News that the previous Government had granted independent TDs Michael Lowry and Jackie Healy-Rae the right to nominate three directors each to state bodies illustrates the urgent need for greater transparency in the making of public appointments.
For far too long the directorships of semi-states and other public bodies have been doled out to party loyalists. Ministers of all parties used the patronage opportunities represented by such appointments to reward political allies and contributors, regardless of their aptitude or suitability for the job.
The 12-day gap between the last general election and the first meeting of the new Dail provided a demonstration of this spoils system at its very worst as Fianna Fail moved to stuff their cronies onto state boards before the new Government took office.
While governments throughout the world use public appointments to reward their supporters, it should not be beyond the wit of man to devise a system which ensures that those appointees, whatever their political complexion, were at least capable of doing to the job.
In the US, all major public appointments, including judges, have to be approved by the Senate. While US presidents continue to use public appointments to reward their supporters and contributors, the need to secure Senate approval tends to weed out clearly unsuitable or incompetent nominees.

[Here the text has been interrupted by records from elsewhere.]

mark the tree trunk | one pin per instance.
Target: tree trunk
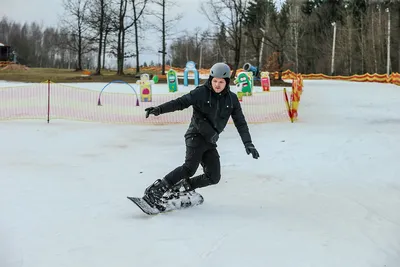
(101, 30)
(163, 40)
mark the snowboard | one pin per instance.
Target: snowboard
(173, 201)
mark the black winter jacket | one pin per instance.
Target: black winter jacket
(211, 112)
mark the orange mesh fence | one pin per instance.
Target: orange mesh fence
(57, 101)
(381, 78)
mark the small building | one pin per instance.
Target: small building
(6, 53)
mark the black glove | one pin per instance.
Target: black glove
(153, 110)
(251, 149)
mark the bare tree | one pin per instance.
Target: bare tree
(164, 26)
(75, 23)
(138, 7)
(230, 13)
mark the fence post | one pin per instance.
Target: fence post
(48, 101)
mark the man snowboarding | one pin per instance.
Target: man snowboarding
(213, 103)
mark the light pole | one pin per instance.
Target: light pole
(388, 44)
(333, 48)
(261, 49)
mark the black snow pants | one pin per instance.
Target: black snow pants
(198, 151)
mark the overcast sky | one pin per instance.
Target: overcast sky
(48, 12)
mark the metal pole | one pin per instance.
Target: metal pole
(388, 45)
(333, 48)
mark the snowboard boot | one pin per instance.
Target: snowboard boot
(154, 193)
(183, 184)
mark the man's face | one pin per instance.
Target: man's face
(218, 84)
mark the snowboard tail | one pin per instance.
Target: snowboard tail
(175, 201)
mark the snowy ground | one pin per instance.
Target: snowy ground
(325, 192)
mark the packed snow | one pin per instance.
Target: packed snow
(324, 193)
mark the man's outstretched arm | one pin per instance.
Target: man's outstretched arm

Unfortunately there is no such brake on the appointment of some to the boards of Irish public bodies. As the number of public bodies has swollen in recent years, with some estimates putting their number, including quangos, at more than 1,400, the quality of their directors has, with some obvious exceptions, slumped alarmingly. When it comes to vacant state directorships one could be forgiven for thinking that only the politically well-connected need apply.
Neither Bertie Ahern nor Brian Cowen followed the example of Roman Emperor Caligula in appointing his horse to public office but some would say they looked after their stablemates.
With many state bodies now responsible for spending tens, and some cases hundreds, of millions of euro, we can no longer afford the cost of such political cronyism.
Yesterday Transport Minister Leo Varadkar publicly advertised for new directors for the CIE group of companies, which include Irish Rail, Dublin Bus and Bus Eireann. This is the way forward. Let those who wish to serve on state boards demonstrate their suitability for the role. Varadkar's cabinet colleagues would be well-advised to follow his example. It is only when patently unqualified and unsuitable political hacks are cleared off state boards and replaced with directors who have demonstrated that they are competent to do the job that public confidence in such appointments will be restored.